Super Grow by Maxim Barkman (Aug 09, 2003)
Worlds 2003 Type I side event

1 Mox Emerald
1 Mox Pearl
1 Mox Sapphire
4 Accumulated Knowledge
1 Ancestral Recall
4 Brainstorm
3 Counterspell
1 Cunning Wish
2 Daze
1 Fact or Fiction
4 Force of Will
1 Gush
1 Merchant Scroll
2 Misdirection
3 Opt
1 Peek
1 Time Walk
4 Quirion Dryad
3 Meddling Mage
2 Mystic Enforcer
2 Seal of Cleansing
2 Swords to Plowshares

LAND
4 Flooded Strand
1 Library of Alexandria
3 Polluted Delta
4 Tropical Island
3 Tundra

SIDEBOARD
1 Balance
1 Counterspell
2 Deep Analysis
1 Intuition
1 Meddling Mage
1 Misdirection
1 Naturalize
2 Null Rod
2 Sacred Ground
1 Seal of Cleansing
2 Swords to Plowshares

That was my starting point, sans Library, et al.


I wasn't saying Ian doesn't deserve any credit, I was saying it's ridiculous to call it a new deck based on one strategically minor card swap

I completely agree. And, you know, Dryad's still not that bad right now. Looking at my old lists on my hard drive, I dropped two of mine in the spring, before BA2, since Dryad is kind of shit against any deck running Mogg Fanatic or a lot of burn. And at the time, there was a heck of a lot of burn and even most Goblins decks weren't correctly optimized and frequently ran Lightning Bolt, etc. It was after BA2, that I said "duh, just get rid of all of them." CavernNinja's removal of Dryad, for that tournament, was an inspired and wise metagame call.

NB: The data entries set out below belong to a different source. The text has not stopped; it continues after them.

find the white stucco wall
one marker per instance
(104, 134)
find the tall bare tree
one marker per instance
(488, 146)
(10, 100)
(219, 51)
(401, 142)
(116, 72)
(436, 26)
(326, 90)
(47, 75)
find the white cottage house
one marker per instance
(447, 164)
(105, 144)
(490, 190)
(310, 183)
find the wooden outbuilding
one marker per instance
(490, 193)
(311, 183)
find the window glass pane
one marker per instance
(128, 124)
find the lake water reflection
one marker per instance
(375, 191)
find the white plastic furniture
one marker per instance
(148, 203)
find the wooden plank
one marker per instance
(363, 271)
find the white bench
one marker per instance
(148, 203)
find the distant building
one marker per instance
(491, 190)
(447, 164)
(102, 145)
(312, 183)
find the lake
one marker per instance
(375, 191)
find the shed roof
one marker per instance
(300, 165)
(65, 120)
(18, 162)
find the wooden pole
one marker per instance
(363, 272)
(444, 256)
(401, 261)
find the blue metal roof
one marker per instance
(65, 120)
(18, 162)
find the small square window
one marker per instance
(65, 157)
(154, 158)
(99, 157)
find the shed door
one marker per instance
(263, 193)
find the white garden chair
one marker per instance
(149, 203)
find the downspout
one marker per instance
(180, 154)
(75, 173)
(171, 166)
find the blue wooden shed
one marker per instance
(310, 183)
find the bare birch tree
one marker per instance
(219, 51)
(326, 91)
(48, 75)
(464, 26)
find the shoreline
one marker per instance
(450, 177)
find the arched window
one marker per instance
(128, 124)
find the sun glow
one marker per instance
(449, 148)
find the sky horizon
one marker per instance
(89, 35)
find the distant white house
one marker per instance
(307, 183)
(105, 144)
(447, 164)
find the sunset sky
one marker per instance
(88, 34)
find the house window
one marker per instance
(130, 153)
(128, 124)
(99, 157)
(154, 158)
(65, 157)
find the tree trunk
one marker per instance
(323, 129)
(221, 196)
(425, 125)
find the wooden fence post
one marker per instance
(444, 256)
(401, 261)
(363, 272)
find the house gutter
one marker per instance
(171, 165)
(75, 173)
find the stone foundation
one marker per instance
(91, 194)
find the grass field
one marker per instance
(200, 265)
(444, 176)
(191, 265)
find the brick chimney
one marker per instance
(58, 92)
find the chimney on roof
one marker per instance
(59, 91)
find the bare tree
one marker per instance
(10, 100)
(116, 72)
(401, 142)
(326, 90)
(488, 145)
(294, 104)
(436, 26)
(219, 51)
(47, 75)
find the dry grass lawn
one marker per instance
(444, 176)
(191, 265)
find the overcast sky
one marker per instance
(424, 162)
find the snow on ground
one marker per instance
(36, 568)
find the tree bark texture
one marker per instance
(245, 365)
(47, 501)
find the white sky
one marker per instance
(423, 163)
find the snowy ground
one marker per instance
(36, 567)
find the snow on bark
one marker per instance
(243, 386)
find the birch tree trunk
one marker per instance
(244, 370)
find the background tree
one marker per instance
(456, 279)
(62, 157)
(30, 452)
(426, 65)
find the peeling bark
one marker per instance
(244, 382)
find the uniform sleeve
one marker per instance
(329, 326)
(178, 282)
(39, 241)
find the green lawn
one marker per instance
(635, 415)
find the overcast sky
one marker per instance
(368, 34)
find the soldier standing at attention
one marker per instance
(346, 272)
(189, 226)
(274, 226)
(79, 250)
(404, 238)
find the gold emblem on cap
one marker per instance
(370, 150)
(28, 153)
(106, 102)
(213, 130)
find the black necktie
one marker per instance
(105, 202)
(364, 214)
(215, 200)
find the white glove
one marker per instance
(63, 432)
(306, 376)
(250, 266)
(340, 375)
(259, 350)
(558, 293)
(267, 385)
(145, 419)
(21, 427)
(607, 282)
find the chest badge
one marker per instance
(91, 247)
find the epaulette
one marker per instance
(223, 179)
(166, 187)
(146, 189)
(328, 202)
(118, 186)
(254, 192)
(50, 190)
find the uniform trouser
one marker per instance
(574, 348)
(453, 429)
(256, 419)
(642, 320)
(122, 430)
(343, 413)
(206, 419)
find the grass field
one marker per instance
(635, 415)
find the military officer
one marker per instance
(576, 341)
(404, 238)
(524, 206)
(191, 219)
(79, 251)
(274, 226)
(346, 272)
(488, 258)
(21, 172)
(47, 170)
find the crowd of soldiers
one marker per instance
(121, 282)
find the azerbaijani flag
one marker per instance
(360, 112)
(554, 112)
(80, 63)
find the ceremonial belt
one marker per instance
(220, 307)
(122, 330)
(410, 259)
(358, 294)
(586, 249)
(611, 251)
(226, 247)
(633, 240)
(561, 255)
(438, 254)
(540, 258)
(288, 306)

But lately, I've been smashing decks left and right with Dryad back in the mix again. From this puny local tourney (http://www.themanadrain.com/index.php?topic=29977.0) ('missed you Zilla), and a lot of recent Dryad-beatdown on MWS. So, I wouldn't count the little green lady out of the picture for good. One of the top 8 Lille decks ran a few in the maindeck as well. With graveyard hate even more prevalent (sb'd Crypts to maindeck Leylines and Wretches), having burly beaters that aren't reliant on the graveyard is pretty sweet (again).


that as far as I'm concerned it was created by Alan Comer and the others mentioned in Shvartsman's article

Just to be clear, this is my point as well. We all had a hand in the deck's trajectory.